Мария Николаевна посмотрела на Катю и отвернулась, скрывая выступившие на глазах слезы. Двое ее сыновей, мальчики, как и эта Катя, вчерашние школьники, были на фронте. И кто знает, не лежат ли они сейчас в госпитале, где такая же чистая и добрая девичья душа, волнуясь, негодуя и нарушая устав, добивается, чтобы починили ножки у их кроватей, чтобы на этом, может быть, последнем одре им было удобнее лежать…
Катя редко бывала у своих, и когда приходила, то ощущала дом как потерянный и вновь возникший из далекого, туманного детства.
С улицы во двор вел узкий проезд. Углы дома были отбиты грузовыми машинами. В широком дворе с двумя флигелями и многочисленными дровяными сараями по-прежнему стояла — и, наверное, всегда будет стоять — странная смесь запахов: вкусный, сладковатый запах печенья из пекарни и кислый — квашеной капусты из зеленной лавки.
Но что-то было не то, что-то было другое. Стояли ящики с песком, висели багры и лопаты. Многие жильцы ушли на фронт, появились новые, эвакуированные… И квартира была другая — пустая, холодная, далекая от той жизни, которой жила теперь Катя.
Мать работала на швейной фабрике; Кирилл учился в Саратове, в танковой школе; Виктор, ученик четвертого класса, один хозяйничал дома.
Приходили письма от бабушки. «Ничего, — писала она, — придет солнышко и к нашему окошечку. Остер топор, да и сук зубаст».
Бабушка умудрялась помогать своим, посылала картошку, овощи, теплые носки и варежки. Она стойко перенесла гибель старшего внука, Андрея. Только уже много позже в одном письме приписала: «Нет нашего Андрюши».

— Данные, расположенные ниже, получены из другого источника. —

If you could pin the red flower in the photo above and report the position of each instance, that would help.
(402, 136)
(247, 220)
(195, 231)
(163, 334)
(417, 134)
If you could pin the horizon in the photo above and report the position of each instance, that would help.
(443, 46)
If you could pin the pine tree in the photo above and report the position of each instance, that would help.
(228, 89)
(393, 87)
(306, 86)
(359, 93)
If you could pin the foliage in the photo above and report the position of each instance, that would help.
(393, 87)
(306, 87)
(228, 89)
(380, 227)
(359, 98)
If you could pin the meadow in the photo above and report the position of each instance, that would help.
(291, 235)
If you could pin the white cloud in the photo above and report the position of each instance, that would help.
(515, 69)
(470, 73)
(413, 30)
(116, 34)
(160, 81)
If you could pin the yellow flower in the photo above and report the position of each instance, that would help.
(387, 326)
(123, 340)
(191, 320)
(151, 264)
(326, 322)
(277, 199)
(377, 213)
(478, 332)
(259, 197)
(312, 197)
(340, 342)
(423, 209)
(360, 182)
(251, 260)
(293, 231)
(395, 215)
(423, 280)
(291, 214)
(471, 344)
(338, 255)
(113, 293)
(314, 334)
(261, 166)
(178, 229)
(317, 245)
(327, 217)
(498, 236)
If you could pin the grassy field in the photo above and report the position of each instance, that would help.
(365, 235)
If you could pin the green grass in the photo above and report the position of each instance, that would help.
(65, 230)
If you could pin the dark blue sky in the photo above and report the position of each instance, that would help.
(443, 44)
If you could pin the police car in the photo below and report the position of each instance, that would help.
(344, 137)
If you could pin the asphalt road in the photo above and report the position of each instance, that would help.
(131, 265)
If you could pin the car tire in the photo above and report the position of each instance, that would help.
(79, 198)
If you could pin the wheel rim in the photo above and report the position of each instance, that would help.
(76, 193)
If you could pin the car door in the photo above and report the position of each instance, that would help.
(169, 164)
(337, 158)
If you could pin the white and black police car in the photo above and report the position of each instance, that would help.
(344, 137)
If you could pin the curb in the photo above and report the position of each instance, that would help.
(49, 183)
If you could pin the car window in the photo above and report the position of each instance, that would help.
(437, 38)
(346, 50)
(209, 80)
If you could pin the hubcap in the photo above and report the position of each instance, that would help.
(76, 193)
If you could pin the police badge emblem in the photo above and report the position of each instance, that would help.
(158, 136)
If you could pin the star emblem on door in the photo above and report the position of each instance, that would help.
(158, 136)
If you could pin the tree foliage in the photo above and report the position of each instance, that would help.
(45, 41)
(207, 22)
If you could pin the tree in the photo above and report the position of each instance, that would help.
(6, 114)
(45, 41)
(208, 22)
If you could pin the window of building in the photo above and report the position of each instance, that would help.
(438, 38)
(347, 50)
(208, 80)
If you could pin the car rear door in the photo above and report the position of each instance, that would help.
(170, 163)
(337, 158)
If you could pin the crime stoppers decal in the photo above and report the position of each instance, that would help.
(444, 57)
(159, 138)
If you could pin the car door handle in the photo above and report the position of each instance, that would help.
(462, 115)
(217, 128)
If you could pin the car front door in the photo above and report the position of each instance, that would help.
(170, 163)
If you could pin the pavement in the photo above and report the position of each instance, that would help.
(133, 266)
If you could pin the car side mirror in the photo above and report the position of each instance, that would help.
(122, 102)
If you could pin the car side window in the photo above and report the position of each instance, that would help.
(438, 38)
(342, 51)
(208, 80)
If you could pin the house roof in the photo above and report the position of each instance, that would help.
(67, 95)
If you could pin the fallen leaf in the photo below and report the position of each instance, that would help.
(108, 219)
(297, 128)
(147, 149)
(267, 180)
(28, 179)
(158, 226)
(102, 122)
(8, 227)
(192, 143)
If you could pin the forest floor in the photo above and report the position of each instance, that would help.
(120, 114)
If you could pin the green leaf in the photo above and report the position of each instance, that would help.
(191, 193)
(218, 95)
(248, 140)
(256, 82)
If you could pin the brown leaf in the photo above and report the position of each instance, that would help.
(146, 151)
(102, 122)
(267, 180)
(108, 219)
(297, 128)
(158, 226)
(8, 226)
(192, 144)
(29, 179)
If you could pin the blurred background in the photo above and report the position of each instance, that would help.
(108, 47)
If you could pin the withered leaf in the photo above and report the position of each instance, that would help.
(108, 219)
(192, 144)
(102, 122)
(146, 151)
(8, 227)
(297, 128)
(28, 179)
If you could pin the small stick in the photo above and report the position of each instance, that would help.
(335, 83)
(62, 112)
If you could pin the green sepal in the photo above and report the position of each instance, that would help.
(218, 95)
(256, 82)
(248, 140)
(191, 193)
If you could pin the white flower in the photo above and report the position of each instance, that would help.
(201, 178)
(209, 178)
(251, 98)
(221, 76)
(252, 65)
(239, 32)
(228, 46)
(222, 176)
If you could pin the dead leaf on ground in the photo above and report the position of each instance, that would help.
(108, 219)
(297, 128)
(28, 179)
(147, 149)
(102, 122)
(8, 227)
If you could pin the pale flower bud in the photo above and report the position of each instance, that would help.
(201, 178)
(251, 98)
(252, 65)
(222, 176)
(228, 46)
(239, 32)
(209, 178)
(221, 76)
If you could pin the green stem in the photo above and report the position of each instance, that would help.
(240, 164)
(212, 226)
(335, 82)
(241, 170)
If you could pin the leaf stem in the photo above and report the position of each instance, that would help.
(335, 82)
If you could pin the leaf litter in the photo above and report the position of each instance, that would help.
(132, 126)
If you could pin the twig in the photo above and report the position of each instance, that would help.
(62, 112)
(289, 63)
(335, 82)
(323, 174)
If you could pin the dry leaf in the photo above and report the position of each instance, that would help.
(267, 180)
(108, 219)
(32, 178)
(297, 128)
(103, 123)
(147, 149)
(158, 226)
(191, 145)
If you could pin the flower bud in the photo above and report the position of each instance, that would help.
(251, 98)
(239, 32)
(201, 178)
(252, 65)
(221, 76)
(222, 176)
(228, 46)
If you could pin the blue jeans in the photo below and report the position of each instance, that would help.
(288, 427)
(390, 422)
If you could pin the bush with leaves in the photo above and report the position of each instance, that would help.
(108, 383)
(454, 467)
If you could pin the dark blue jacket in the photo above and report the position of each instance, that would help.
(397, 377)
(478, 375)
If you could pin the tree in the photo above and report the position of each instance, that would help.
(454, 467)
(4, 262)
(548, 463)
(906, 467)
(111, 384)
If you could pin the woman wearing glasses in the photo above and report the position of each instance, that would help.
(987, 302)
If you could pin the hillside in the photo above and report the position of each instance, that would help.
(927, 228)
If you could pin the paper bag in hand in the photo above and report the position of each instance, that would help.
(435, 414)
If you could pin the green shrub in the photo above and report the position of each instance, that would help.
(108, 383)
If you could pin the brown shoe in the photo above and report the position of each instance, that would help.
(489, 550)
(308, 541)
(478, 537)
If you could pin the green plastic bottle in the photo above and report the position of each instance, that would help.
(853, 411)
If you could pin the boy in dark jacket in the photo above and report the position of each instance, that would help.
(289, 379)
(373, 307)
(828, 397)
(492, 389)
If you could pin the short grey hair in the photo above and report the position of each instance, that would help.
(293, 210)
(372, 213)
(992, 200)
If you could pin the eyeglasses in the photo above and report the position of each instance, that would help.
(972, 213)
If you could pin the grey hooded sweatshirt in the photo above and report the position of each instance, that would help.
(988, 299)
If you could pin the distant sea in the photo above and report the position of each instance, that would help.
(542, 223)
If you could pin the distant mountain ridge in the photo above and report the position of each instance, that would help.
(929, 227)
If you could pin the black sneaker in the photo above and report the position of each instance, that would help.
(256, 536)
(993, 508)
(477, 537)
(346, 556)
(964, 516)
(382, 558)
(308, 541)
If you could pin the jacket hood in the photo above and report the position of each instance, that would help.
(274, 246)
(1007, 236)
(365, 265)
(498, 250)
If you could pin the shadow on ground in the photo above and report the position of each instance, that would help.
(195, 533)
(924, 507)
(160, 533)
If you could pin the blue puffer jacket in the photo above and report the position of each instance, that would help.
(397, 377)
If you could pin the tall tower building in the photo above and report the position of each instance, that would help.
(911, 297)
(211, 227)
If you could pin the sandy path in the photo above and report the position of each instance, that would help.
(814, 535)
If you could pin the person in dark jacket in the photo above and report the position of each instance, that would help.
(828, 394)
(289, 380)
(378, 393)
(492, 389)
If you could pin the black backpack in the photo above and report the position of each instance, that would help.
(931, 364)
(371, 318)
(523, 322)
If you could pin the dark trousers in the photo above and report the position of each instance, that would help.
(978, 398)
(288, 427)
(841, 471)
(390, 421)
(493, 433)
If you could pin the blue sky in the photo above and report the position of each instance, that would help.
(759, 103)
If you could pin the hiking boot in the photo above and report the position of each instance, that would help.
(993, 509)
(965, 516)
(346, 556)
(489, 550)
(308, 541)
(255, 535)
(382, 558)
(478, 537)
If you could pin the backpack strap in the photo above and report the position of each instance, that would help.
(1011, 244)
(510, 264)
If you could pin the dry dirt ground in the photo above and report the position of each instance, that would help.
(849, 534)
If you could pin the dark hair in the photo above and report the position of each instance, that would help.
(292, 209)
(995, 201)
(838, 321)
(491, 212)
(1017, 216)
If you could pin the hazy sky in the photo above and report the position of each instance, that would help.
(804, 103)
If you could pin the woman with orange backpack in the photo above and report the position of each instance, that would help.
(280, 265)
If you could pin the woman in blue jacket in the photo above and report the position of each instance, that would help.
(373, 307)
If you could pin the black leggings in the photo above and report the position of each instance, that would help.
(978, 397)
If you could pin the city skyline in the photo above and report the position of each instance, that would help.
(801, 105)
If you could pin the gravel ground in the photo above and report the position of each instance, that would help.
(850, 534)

Отец служил капитаном парохода в Волжской военной флотилии, базирующейся на Горький и обслуживающей Сталинград.
Осенью 1942 года его пароход несколько раз приходил в порт. Иван Васильевич звонил в госпиталь, и Катя приезжала к нему.
Отец еще больше осунулся, но в форменной одежде, с суровым, чеканным лицом походил на того солдата, каким смутно вставал он в Катиной памяти. Она прижималась к нему, целовала в худую, морщинистую, тщательно выбритую щеку, ощущая смешанный запах мокрого шинельного сукна и махорки, так хорошо знакомый ей по госпиталю.
— Ну, ну, — говорил он, неловким движением трогая ее волосы, — ладно, ладно! Как живете-то? Что мать?
— Все хорошо, живем хорошо, мама работает, Виктор здоров, — отвечала Катя.
— Кирилл-то пишет?
— Пишет, все хорошо, — говорила она, хотя от Кирилла уже давно не было писем.
Катя заглядывала отцу в глаза и спрашивала про Сталинград:
— Папа, как там, страшно?
— Так ведь плаваем, живы.
— Да, да, конечно, — торопливо говорила она. — Здесь такие ужасы рассказывают…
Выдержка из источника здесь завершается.